A judge today overruled the environmental approval for the Santa Lucía airport that was granted by the federal Environment Secretariat (Semarnat) in July.
The México state district judge issued a suspension order against Semarnat’s authorization, a ruling that is yet another blow to the government’s plan to build a new airport on the site of the Santa Lucía Air Force Base, located almost 50 kilometers north of central Mexico City.
Today’s decision came in response to an injunction request filed by the #NoMásDerroches (No More Waste) Collective, a group made up of civil society organizations, law firms and more than 100 citizens.
The group has filed more than 80 injunction requests against the airport project and has already been granted several.
The collective said in a statement that the latest ruling was handed down because Semarnat itself recognized that the project will cause damage to ecosystems located in the vicinity of the site.
The group said the judge noted that Semarnat’s environmental impact authorization recognized that in order to build the airport, vegetation would have to be removed and flora and fauna would have to be relocated.
The judge’s ruling also took into account Semarnat’s acknowledgment that construction of the airport would affect water drainage and capture capacities, increase air pollution and cause damage to communities in the area that would be difficult to repair, #NoMásDerroches said.
“With this new injunctive relief . . . the commencement of construction of the Santa Lucía airport will have to wait until a definitive ruling is issued . . . [Today’s ruling] prohibits the execution of the environmental impact authorization until the judge analyzes whether it complies with environmental principles and guarantees the right to a healthy environment . . .” the collective said.

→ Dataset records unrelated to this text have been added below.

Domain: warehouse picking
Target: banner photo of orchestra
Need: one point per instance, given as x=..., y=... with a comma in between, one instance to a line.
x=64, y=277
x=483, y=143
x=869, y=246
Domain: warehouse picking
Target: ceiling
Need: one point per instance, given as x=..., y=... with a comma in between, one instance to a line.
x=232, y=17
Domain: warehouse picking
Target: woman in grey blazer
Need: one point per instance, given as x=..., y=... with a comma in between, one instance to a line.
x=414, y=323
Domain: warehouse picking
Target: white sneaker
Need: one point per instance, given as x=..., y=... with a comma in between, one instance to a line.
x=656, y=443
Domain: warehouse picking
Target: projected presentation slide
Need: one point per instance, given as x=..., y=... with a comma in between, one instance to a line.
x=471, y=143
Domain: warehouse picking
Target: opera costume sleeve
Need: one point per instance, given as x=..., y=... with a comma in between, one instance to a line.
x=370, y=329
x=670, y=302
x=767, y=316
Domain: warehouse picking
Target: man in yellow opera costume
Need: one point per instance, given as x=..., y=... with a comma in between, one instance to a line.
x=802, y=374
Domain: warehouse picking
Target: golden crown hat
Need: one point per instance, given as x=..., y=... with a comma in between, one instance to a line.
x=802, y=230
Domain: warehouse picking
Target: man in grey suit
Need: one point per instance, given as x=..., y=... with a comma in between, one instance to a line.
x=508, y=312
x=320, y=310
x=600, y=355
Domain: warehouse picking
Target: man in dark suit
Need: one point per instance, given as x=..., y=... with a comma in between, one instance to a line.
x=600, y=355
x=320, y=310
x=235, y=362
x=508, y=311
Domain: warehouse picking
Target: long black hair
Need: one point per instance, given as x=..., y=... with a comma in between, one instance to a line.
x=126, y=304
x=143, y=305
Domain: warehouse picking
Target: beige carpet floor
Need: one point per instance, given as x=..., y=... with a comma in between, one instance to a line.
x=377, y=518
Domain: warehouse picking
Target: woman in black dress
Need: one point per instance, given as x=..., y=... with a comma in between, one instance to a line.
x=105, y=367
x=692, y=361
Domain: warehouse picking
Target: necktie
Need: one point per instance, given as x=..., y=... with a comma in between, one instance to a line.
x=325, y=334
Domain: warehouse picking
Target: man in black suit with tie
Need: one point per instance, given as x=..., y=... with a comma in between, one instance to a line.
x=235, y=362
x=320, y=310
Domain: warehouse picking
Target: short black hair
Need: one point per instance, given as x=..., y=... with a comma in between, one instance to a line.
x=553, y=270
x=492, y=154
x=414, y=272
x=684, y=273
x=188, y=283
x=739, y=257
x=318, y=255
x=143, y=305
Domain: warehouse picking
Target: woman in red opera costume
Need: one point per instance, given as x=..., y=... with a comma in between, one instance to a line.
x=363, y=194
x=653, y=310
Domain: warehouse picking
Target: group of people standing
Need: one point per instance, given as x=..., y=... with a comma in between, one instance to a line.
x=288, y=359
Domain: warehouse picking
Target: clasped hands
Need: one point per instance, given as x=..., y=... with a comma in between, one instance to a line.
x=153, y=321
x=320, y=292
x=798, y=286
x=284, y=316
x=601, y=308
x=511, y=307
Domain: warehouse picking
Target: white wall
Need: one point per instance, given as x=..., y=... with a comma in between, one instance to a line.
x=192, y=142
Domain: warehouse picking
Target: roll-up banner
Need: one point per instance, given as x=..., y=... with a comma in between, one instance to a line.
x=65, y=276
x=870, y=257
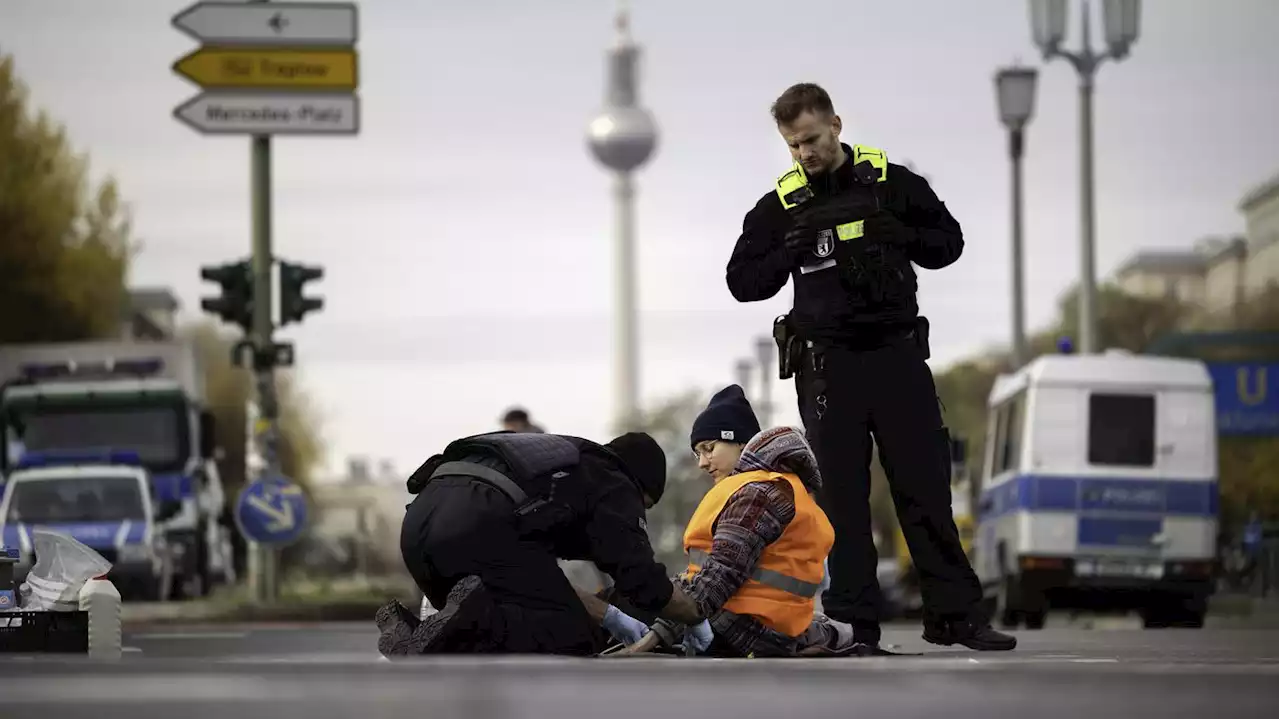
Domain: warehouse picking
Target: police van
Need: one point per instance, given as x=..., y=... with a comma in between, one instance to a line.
x=103, y=500
x=1100, y=489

The decision follows a ruling by a federal judge last week that the abandoned airport project at Texcoco must be left intact. Plans to restore a drained lake at the site and thus leave the foundations of the X-shaped terminal building and a section of runway underwater were revealed in June.
The Secretariat of National Defense (Sedena), which is building the Santa Lucía project, said last month that the airport will open in January 2022, six months later than originally anticipated.
However, according to the master plan, its construction will take 30 months, meaning that even if the project were to start this month, it would not be completed until February 2022.
Communications and Transportation Secretary Javier Jiménez Espriú said yesterday that he had “no idea” how long the project might be delayed, explaining that the government is “waiting for the judicial resolution of the injunctions.”
The Santa Lucía airport is part of a three-pronged plan to meet growing demand for airline services in the greater Mexico City area. The government also plans to upgrade the Mexico City and Toluca airports. A third terminal is planned for the former.
The estimated cost of the Santa Lucía airport has increased twice even before construction has begun.
Building the airport and a highway connecting Mexico City, as well as relocating military facilities on the air force base site, will cost 91.97 billion pesos (US $4.7 billion), Sedena said.